Dans l’intervalle, Guy Bedos a commencé à se produire au music-hall. Son premier sketch est écrit par Jacques Chazot qu’il joue à La Fontaine des Quatre-Saisons, dirigé par Pierre Prévert, frère de Jacques. C’est ce dernier qui le pousse à devenir son propre auteur. Guy Bedos fait au début des années 60 la tournée des cabarets, en solo ou avec son complice Jean-Pierre Marielle. En 1963, il est de l’aventure télévisuelle des « Raisins verts », l’émission culte de Jean-Christophe Averty pour laquelle il usine des sketches. Jean-Loup Dabadie est également de l’aventure. Les deux hommes, qui s’apprécient instantanément, entament une collaboration féconde, nourrie par la relation naissante entre Guy et Sophie Daumier, rencontrée sur le tournage de Dragées au poivre. Bedos délaisse de plus en plus le cinéma pour la scène. Ses apparitions télévisées avec Sophie Daumier achèvent de le rendre populaire. Le sketch musical « La Drague », diffusé fin 1972 dans une émission de Maritie et Gilbert Carpentier, est un succès colossal. Un comique est né.
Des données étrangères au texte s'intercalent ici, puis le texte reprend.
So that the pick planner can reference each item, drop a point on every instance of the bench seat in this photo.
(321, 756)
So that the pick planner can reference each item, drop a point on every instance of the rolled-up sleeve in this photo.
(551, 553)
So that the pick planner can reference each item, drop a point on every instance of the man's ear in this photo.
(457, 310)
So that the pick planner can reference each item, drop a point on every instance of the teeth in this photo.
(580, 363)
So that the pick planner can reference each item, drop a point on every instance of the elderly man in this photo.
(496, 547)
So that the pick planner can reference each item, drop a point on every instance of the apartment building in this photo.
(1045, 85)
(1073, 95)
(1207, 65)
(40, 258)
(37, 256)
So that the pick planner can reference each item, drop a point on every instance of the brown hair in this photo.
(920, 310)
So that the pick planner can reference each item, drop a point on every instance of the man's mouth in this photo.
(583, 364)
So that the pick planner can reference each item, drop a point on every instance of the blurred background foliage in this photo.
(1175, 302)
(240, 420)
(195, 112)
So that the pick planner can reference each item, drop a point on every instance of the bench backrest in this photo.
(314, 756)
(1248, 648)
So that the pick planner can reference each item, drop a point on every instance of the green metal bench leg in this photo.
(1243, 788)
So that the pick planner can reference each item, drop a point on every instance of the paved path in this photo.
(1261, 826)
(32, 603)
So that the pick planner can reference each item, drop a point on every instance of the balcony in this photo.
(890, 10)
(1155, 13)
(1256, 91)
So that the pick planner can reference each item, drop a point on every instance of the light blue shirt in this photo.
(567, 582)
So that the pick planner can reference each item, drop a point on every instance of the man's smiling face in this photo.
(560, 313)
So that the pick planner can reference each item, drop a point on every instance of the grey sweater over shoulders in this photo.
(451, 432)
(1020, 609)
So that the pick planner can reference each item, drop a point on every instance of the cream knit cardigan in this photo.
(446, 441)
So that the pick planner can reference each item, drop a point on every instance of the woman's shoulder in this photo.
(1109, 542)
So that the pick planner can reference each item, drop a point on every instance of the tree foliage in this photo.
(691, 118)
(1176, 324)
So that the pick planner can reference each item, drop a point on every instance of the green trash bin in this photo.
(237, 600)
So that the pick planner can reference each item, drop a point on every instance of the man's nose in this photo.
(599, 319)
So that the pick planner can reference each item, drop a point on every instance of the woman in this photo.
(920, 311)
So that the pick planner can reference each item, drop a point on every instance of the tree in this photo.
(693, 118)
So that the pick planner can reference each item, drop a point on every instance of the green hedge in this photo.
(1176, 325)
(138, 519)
Devant son succès, le cinéma le rattrape un peu. Il est le “pistonné” du film éponyme de Claude Berri en 1970. Une comédie antimilitariste grinçante où il compose un personnage inoubliable de planqué qui découvre l’antisémitisme et la barbarie du colonialisme. Six ans plus tard, c’est l’apothéose avec Un éléphant ça trompe énormément d’Yves Robert où son personnage de médecin hypocondriaque (« J’ai horreur des piqûres ! ») et de fils à maman juive marque les esprits. Mais l’ombre de l’humoriste est trop grande. De plus en plus politisé, et séparé de Sophie Daumier (en 1977), Guy Bedos, homme de gauche, devient au tournant des années 80 le pourfendeur éclairé du pouvoir. Giscard et Chirac en prennent plein la figure, Mitterrand un peu moins. Avec Coluche, Pierre Desproges et Thierry Le Luron, Guy Bedos forme une sorte de confraternité du rire -un rire noir et méchant. La télévision l’invite en permanence : il a son fauteuil chez Michel Drucker et chez Philippe Gildas ; joue dans la mini-série Chère Marianne (1999) aux côtés d’Anny Duperey. C’est aussi un militant actif, qui pétitionne et qui va sur le terrain pour défendre des causes humanistes. Plus qu’un humoriste, célèbre pour les fiches Bristol qui lui servent de pense-bêtes pour ses revues de presse, Guy Bedos est une personnalité médiatique de premier plan.

Retiré du seul en scène depuis 2011, Guy Bedos refera l’acteur une dernière fois sur les planches pour la pièce Moins 2 de Samuel Benchetrit en 2015. Il y joue un malade en phase terminale d’une maladie grave, ce qu’il était dans la réalité. Un ultime pied-de-nez.